Poi tutto trova d'incanto la sintesi in un'idea assurda e coraggiosa: unire le improvvisazioni di Garbarek con le voci di un lontano passato del quartetto vocale inglese "The Hilliard Ensemble". Così nacque "Officium", uno dei lavori discografici più indescrivibili, affascinanti, coraggiosi, intriganti e profondi degli ultimi vent'anni.

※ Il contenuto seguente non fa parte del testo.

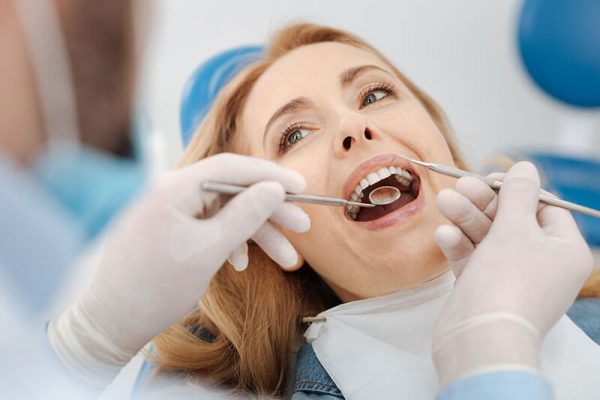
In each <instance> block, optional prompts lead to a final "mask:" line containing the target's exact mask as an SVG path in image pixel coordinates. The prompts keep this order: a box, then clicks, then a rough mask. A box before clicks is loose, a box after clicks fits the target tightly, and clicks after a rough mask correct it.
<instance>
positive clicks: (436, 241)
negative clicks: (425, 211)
mask: <svg viewBox="0 0 600 400" xmlns="http://www.w3.org/2000/svg"><path fill="white" fill-rule="evenodd" d="M434 240H435V242H436V243H437V245H438V246H439V248H440V249H441V250H442V253H444V256H445V257H446V259H447V260H448V262H449V263H450V267H451V268H452V271H453V272H454V275H455V276H456V277H459V276H460V274H462V272H463V270H464V268H465V265H466V263H467V261H468V260H469V257H470V256H471V254H472V253H473V250H475V246H473V243H471V241H470V240H469V239H468V238H467V237H466V236H465V235H464V233H463V232H462V231H461V230H460V229H458V228H457V227H456V226H454V225H440V226H438V228H437V229H436V230H435V234H434Z"/></svg>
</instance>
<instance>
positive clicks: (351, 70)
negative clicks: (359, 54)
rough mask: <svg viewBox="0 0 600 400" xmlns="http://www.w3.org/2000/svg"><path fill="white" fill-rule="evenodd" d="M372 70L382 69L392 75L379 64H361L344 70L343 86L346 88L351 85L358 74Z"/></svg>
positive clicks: (341, 83) (342, 80)
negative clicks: (346, 86)
mask: <svg viewBox="0 0 600 400" xmlns="http://www.w3.org/2000/svg"><path fill="white" fill-rule="evenodd" d="M372 70H376V71H381V72H384V73H386V74H388V75H391V74H390V73H389V72H388V71H386V70H385V69H383V68H381V67H378V66H377V65H361V66H359V67H354V68H350V69H349V70H347V71H345V72H343V73H342V75H341V76H340V85H341V86H342V88H345V87H346V86H348V85H350V84H351V83H352V82H353V81H354V80H355V79H356V78H357V77H358V76H360V75H362V74H363V73H365V72H368V71H372Z"/></svg>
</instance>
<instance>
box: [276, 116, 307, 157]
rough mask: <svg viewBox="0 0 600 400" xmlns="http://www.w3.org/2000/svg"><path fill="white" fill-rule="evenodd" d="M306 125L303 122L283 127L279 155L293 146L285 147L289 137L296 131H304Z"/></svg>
mask: <svg viewBox="0 0 600 400" xmlns="http://www.w3.org/2000/svg"><path fill="white" fill-rule="evenodd" d="M306 126H307V124H306V123H305V122H294V123H292V124H289V125H288V126H286V127H285V129H284V130H283V132H281V140H280V141H279V153H285V151H286V150H287V149H288V148H290V147H291V146H293V145H286V142H287V140H288V139H289V137H290V135H291V134H292V133H294V132H296V131H299V130H302V129H306Z"/></svg>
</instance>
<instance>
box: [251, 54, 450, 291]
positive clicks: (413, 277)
mask: <svg viewBox="0 0 600 400" xmlns="http://www.w3.org/2000/svg"><path fill="white" fill-rule="evenodd" d="M242 126H243V133H242V135H240V141H241V145H242V146H243V147H244V149H245V152H248V153H249V154H250V155H252V156H256V157H260V158H266V159H271V160H273V161H275V162H276V163H278V164H280V165H283V166H285V167H288V168H290V169H293V170H296V171H298V172H299V173H301V174H302V175H303V176H304V177H305V178H306V181H307V188H306V193H314V194H322V195H328V196H335V197H342V198H345V199H349V200H350V199H351V197H352V196H353V195H352V194H353V193H355V192H356V194H355V195H354V198H353V199H356V200H357V201H362V202H368V193H369V191H370V190H372V189H373V188H375V187H377V186H381V185H384V184H386V185H392V186H396V187H398V188H399V189H401V190H402V191H403V193H402V196H401V197H400V200H399V201H397V202H396V203H394V204H393V205H391V206H385V207H377V208H376V209H370V210H369V209H363V208H361V209H360V211H359V212H358V213H357V210H356V209H355V210H349V209H348V208H345V207H329V206H321V205H310V204H299V205H300V206H301V207H302V208H303V209H304V210H305V211H306V212H307V213H308V214H309V216H310V218H311V221H312V227H311V229H310V231H309V232H307V233H302V234H298V233H293V232H289V231H285V234H286V236H287V237H288V238H289V240H290V241H291V243H292V244H293V245H294V246H295V248H296V249H297V251H298V253H299V256H300V260H306V261H307V262H308V263H309V264H310V265H311V266H312V267H313V268H314V269H315V271H316V272H317V273H318V274H319V275H321V277H322V278H323V279H324V280H325V281H326V282H327V283H328V284H329V286H330V287H331V288H332V289H333V290H334V291H335V292H336V293H337V295H338V296H340V298H341V299H342V300H343V301H350V300H354V299H359V298H366V297H373V296H379V295H383V294H387V293H390V292H393V291H396V290H399V289H402V288H407V287H412V286H415V285H418V284H419V283H422V282H425V281H427V280H430V279H433V278H434V277H436V276H438V275H440V274H441V273H443V272H445V271H446V270H447V269H448V267H447V264H446V262H445V259H444V257H443V255H442V254H441V252H440V251H439V249H438V248H437V246H436V245H435V243H434V241H433V232H434V230H435V228H436V227H437V226H438V225H440V224H441V223H444V222H445V221H444V219H443V217H442V216H441V214H440V213H439V212H438V210H437V208H436V206H435V197H436V193H437V192H438V191H439V190H440V189H442V188H443V187H448V186H450V183H451V182H450V181H449V179H448V178H446V177H443V176H441V175H437V174H434V173H431V172H429V171H428V170H426V169H423V168H420V167H415V166H413V165H410V164H408V163H407V162H405V161H403V160H401V159H397V158H395V157H394V155H395V154H403V155H406V156H408V157H413V158H416V159H419V160H424V161H435V162H439V163H443V164H447V165H453V164H454V162H453V159H452V156H451V154H450V149H449V148H448V144H447V143H446V140H445V139H444V137H443V136H442V134H441V132H440V131H439V129H438V128H437V126H436V125H435V124H434V122H433V120H432V119H431V117H430V115H429V114H428V113H427V111H426V110H425V109H424V107H423V106H422V105H421V103H420V102H419V101H418V100H417V98H416V97H415V96H414V95H413V94H412V93H411V92H410V91H409V90H408V88H407V87H406V86H405V85H404V84H403V83H402V81H401V80H400V79H398V78H397V77H396V76H395V75H394V74H393V72H392V71H391V69H390V67H389V66H388V65H387V64H386V63H384V62H383V61H382V60H380V59H379V58H378V57H377V56H376V55H374V54H372V53H370V52H368V51H365V50H362V49H359V48H356V47H353V46H349V45H344V44H339V43H319V44H313V45H308V46H303V47H300V48H298V49H295V50H293V51H292V52H290V53H288V54H287V55H285V56H284V57H282V58H280V59H279V60H277V61H276V62H275V63H274V64H273V65H272V66H271V67H269V68H268V69H267V71H266V72H265V73H264V74H263V75H262V76H261V77H260V79H259V80H258V81H257V82H256V85H255V86H254V88H253V90H252V92H251V93H250V96H249V98H248V101H247V103H246V107H245V109H244V111H243V115H242ZM390 167H391V168H390ZM386 171H387V172H386ZM406 172H409V173H410V176H412V179H413V181H412V183H407V180H406V178H405V177H403V175H406ZM389 174H392V175H390V176H389V177H386V176H387V175H389ZM409 179H410V177H409ZM361 181H362V186H361ZM365 184H368V185H369V186H367V187H366V188H365V189H363V186H366V185H365ZM361 194H362V196H363V199H362V200H360V198H359V199H357V198H356V197H357V196H360V195H361Z"/></svg>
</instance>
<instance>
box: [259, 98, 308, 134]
mask: <svg viewBox="0 0 600 400" xmlns="http://www.w3.org/2000/svg"><path fill="white" fill-rule="evenodd" d="M311 106H312V102H311V101H310V100H309V99H308V98H306V97H296V98H295V99H292V100H290V101H288V102H287V103H285V104H284V105H283V106H281V107H279V109H278V110H277V111H275V113H274V114H273V115H272V116H271V118H270V119H269V122H267V125H266V127H265V132H264V134H263V145H264V142H265V139H266V137H267V132H268V131H269V128H270V127H271V125H273V123H274V122H275V121H276V120H277V119H279V118H281V117H282V116H284V115H285V114H292V113H295V112H298V111H301V110H306V109H307V108H310V107H311Z"/></svg>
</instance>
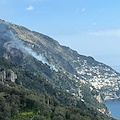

Un incontro impossibile tra musiche di epoche diverse, un paradosso temporale cui è impossibile dare un nome e tantomeno un'etichetta. Un quartetto vocale esegue brani polifonici di musicisti vissuti fra il 1200 ed il 1500, mentre in sottofondo il "jazzista" Jan Garbarek improvvisa con il suo sassofono. Che fortuna può avere una follia del genere? Da come venne accolto il disco all'epoca della sua pubblicazione nel 1994, vien da pensare che avevano ben ragione i latini nel dire: "Audax fortuna iuvat". Il disco ebbe un grande successo, tenuto anche conto dell'ambito colto al quale si rivolgeva. Un successo non solo di vendite, ma anche di critica. Certo come sempre non mancarono alcune voci sfavorevoli, ma furono comunque minoritarie. I più furono affascinati dalle peripezie di Garbarek che con semplicità si univa alle voci del quartetto vocale inglese. Questo accostamento in apparenza innaturale e assurdo riesciva ad avere e dare un senso di estrema naturalezza, linearità e continuità. Un disco unico insomma. Questa musica regala pace ed oggi riavvicinandomi ad essa ho constatato che gli anni non hanno modificato la percezione ed il ricordo di questi suoni sereni, spirituali ed intensi. Immobile nel tempo, sospesa nello spazio questa musica non invecchia e vive autonomamente in un luogo che non esiste e non è mai esistito se non nella mente meravigliosamente folle di un produttore discografico. Chissà se Manfred quel giorno era consapevole della forza della sua idea.